The story of black men being disproportionate victims of police violence is also not new. Last summer, I read Ta-Nehisi Coates' open letter to his son, Between the World and Me. Fifteen years earlier, Prince Jones, who Coates had known through Howard University, was similarly killed at the hands of law enforcement like Michael Brown, Philando Castile, Alton Sterling and far too many others. Like any parent, I was already fearful for the future for my son. The thought of his future being at greater risk because of his skin color, and the assumptions others might make about him because of how he looks, are the thoughts that can lead to anger, division, blame and more fear. Jesus is weeping.

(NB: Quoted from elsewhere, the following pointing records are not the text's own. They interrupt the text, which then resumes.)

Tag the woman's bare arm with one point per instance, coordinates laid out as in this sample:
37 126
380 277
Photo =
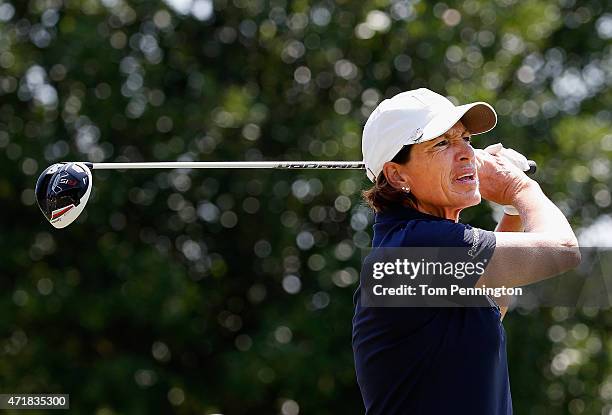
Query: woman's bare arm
547 246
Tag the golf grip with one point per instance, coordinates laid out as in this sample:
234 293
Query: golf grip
245 165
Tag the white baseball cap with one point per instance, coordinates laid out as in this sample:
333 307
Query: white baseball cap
414 117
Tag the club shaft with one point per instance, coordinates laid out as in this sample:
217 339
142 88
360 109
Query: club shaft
231 165
244 165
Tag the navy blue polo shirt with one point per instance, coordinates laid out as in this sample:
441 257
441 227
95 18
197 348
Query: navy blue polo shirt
430 361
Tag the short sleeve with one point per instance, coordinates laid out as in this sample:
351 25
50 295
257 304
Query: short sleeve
464 242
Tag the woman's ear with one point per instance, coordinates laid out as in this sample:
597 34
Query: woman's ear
395 175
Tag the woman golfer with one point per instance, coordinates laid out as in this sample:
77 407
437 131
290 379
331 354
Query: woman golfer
447 360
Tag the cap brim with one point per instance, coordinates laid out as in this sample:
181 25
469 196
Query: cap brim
477 117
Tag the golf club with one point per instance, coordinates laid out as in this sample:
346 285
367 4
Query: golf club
62 190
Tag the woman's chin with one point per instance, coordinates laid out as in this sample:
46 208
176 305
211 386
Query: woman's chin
472 199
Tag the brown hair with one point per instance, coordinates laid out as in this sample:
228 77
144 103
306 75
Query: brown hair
382 195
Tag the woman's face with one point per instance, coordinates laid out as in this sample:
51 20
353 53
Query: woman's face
442 173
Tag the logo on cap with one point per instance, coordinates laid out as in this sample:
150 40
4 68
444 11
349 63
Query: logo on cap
416 136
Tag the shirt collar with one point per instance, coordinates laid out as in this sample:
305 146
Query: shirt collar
398 213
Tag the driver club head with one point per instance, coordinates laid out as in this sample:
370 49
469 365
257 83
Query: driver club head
62 191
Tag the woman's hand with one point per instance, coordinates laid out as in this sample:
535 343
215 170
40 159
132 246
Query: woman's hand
500 180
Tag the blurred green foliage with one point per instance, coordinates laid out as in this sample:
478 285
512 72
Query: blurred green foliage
231 291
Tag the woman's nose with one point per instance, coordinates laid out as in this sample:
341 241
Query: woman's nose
465 151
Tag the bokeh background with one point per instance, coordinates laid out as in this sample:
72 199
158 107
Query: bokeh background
196 292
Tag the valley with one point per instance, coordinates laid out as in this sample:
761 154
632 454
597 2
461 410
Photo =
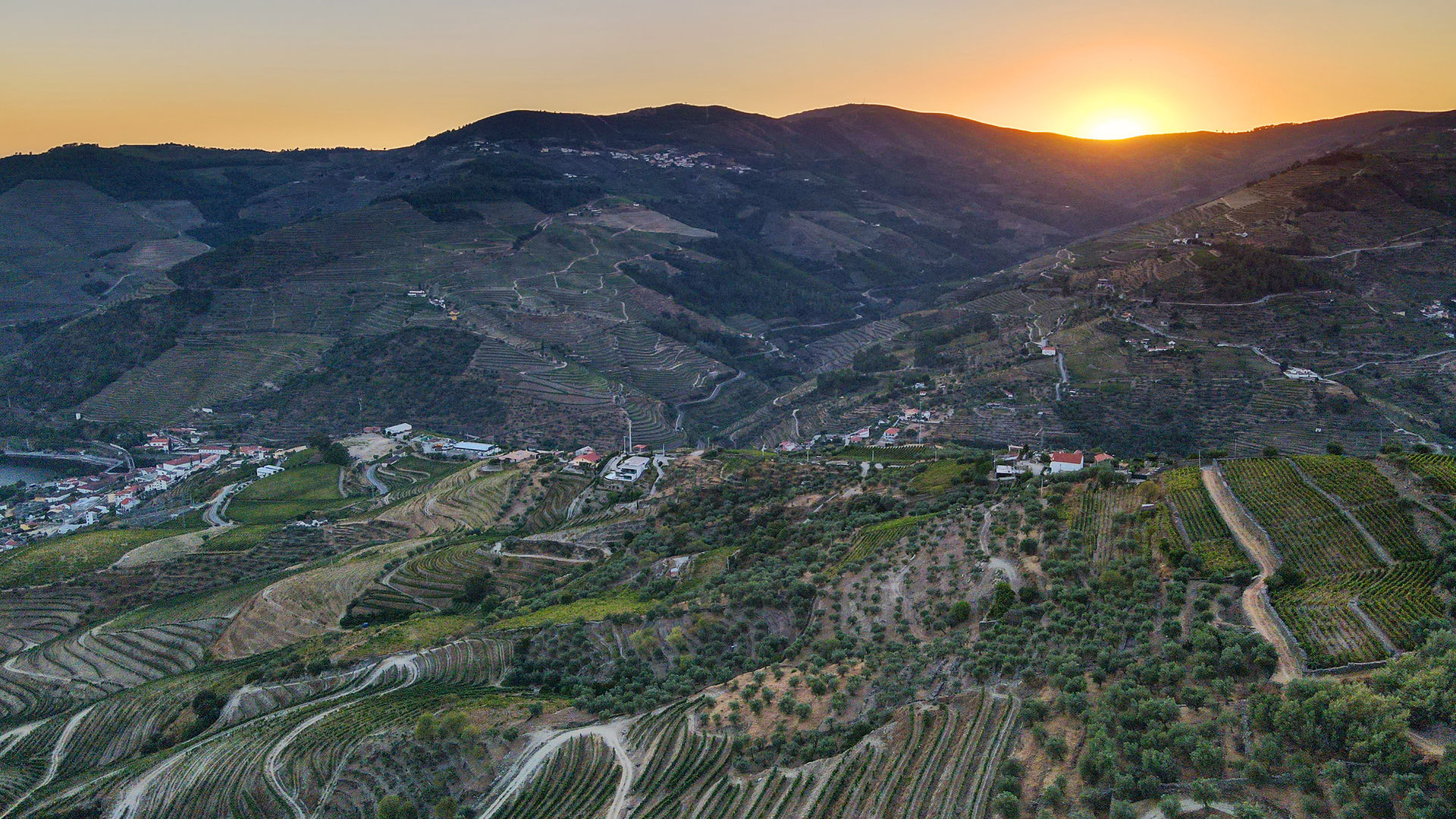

I often think back to a time in my honors English class in high school where we were wrapping up a discussion about race in the Adventures of Huckleberry Finn by Mark Twain. I remember giving a short speech about how I saw people as people, that I thought we should all be "colorblind" and that race should no longer be a source of division. I think back to this moment and often cringe. The fact of the matter is our society is not post-racial. Racism and inherent biases and prejudices are alive and rampant. And before my son was born, as I white person I had the privilege of forgetting or ignoring that this was a problem in our day to day world.


If you are neutral in situations of injustice, you have chosen the side of the oppressor.
-Desmond Tutu

One of the things I have learned about being a Christian is that it is not easy. We are called to love others without conditions, to fight for justice where there is suffering, and to speak truth even when we do not want to hear it. We have a God and savior who truly invited everyone to His table, who shattered all divisions and erased all lines. How quickly after His death do we forget these lessons and fall back into what is convenient and easy. To my fellow sisters and brothers who are white, how easy it is to continue our day to day lives and forget the horrors that racism exacts on our sisters and brothers of color every day.


I am blessed to have been working as a family doctor in the Bronx for the past five years. One of the projects I am involved with are well child group visits, where infants receive their well child care in a group setting rather than traditional individual office visits. Recently I had the privilege of observing three young infants interact in a group--one African-American, one Hispanic, and one Middle Eastern. There was nothing but joy in their eyes as they played with each other. Any future prejudice they learn will be entirely our fault--not just from the vocal racist, but from the silent majority who did not work against racism and for equality.


So after finishing Coates' book, I felt I needed to do something. Giving money, participating in worship, and volunteering time are all important, but I know from Jesus' life and teaching that challenging the status quo and speaking truth are necessary to living the Gospel. Here is truth: Racism is real and alive and present today. It is not popular to say this. Our sisters and brothers of color, because of ingrained individual and structural stereotypes, live in fear from the police who would seek to protect all of us. Jesus would be and is on the front-lines calling for an end to racism and any system that creates divisions among us. Having tough conversations about subjects like race, and how we move forward on these issues guided by Jesus' teachings, are at the heart of Christianity. If it feels hard or challenging or uncomfortable, then it means we are probably moving in the right direction.


So today my Lutheran sisters and brothers, in the wake of these recent tragedies let us live out the Gospel. Let us work to have tough conversations about racism and prejudice without fear of judgment, persecution or resentment. Let us find resurrection out of death, and work towards a future where my patients can continue the same joy and laughter at age 60 as they do at age 6 months. This road is not easy, but neither is being a Christian. Despite all the sorrow around us, I am ultimately hopeful for our children in the years to come. I have faith that we can continue to bend the arc of history towards justice. We will not get there by being silent, being too afraid or being unwilling to have conversations about race. And as a parent of a young black man, I implore that we start today. My son’s life may depend on it.